Scientists have demonstrated that modifying an enzyme produced by the bacterium that causes anthrax can protect mice from infection with the deadly disease. Their findings, published in today’s online edition of Science Translational Medicine, suggest a potential therapeutic strategy for treating multidrug-resistant strains of anthrax, and could lead to new treatments for other bacterial infections.
Bacillus anthracis, the bacterium that causes anthrax, is recognized as one of the most significant bioterrorism threats, as well as a public health challenge in many parts of the world. Three main components allow it to cause disease—lethal toxin, edema toxin, and capsule.
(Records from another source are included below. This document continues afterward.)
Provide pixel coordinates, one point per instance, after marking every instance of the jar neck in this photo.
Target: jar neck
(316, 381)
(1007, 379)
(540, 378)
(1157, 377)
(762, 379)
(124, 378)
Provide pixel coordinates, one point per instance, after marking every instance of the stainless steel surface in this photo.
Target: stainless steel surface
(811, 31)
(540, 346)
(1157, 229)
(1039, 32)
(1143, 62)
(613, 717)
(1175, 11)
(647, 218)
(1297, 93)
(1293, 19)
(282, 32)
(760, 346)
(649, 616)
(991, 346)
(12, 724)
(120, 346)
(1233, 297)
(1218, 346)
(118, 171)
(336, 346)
In this study, the researchers developed a method to degrade the capsule surrounding the bacterium, allowing it to be ingested and destroyed by the white blood cells—thus reducing virulence.
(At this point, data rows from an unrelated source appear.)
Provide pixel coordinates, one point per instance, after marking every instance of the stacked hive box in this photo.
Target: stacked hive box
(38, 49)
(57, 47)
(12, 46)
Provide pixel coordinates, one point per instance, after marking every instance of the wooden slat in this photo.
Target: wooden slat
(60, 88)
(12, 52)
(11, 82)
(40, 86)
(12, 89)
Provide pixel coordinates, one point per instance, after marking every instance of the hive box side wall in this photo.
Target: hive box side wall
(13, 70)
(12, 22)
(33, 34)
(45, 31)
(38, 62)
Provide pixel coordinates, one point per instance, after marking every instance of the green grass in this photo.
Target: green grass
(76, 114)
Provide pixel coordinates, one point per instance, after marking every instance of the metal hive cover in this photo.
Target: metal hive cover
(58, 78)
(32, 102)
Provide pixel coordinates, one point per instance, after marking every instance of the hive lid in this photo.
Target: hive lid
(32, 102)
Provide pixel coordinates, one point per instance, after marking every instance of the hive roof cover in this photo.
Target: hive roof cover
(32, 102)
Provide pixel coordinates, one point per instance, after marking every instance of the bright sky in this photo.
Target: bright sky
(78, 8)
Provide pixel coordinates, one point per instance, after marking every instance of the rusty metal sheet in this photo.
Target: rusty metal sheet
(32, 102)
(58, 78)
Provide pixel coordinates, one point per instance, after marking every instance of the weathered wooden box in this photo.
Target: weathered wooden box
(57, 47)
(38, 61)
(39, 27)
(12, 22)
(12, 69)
Public health officials have become increasingly concerned about strains of anthrax that appear to be resistant to treatment with known antibiotics, according to Arthur M. Friedlander, M.D., the paper’s senior author. He and his team at the U.S. Army Medical Research Institute of Infectious Diseases (USAMRIID) worked with investigators at the U.S. Naval Research Laboratories, the University of Washington in Seattle, and the University of California at Davis to explore alternative treatment approaches that do not rely on the use of antibiotic drugs.
One promising avenue is to make the bacterium more susceptible to the innate immune system—the human body’s first line of defense against a pathogenic “invader.” The innate immune response consists of physical, chemical and cellular defenses that work to immediately prevent the spread of foreign pathogens throughout the body. Enzymes known as capsular depolymerases, which are naturally produced by several classes of bacteria, have emerged as a potential new line of antivirulence agents.
“Identification of the capsule depolymerase enzyme within the anthrax bacillus led us to attempt to use that enzyme to remove the capsule,” said Friedlander. “When this proved successful, we utilized recombinant DNA technology and protein engineering methods to engineer and reconfigure the enzyme in new ways.”
Those “engineering changes” included circular permutation by protein design, to enhance stability and make the enzyme easier to produce, and pegylation, which improves the enzyme’s pharmacokinetics—the properties that allow it to be absorbed and properly distributed within the body. The team then tested the pegylated enzyme, known as PEG-CapD-CPS334C, to be sure it had retained its enzymatic activity.
In the study, 10 of 10 mice infected with anthrax spores from a nontoxigenic encapsulated strain were completely protected after treatment with PEG-CapD-CPS334C, while only 1 of 10 mice receiving a control treatment survived. Similarly, treatment of mice infected with a fully virulent encapsulated strain using PEG-CapD-CPS334C protected 8 of 10 animals, while only 2 of 10 control animals survived.
“This strategy renders B. anthracis susceptible to the innate immune responses and does not rely on antibiotics,” the authors concluded. “These findings suggest that enzyme-catalyzed removal of the capsule may be a potential therapeutic strategy for the treatment of multidrug-resistant anthrax and other bacterial infections.”
It could also allow warfighters exposed to anthrax through natural or other means to be treated at the time of exposure or shortly thereafter, preserving combat power in forward areas where advanced diagnostics and treatments may not be readily available.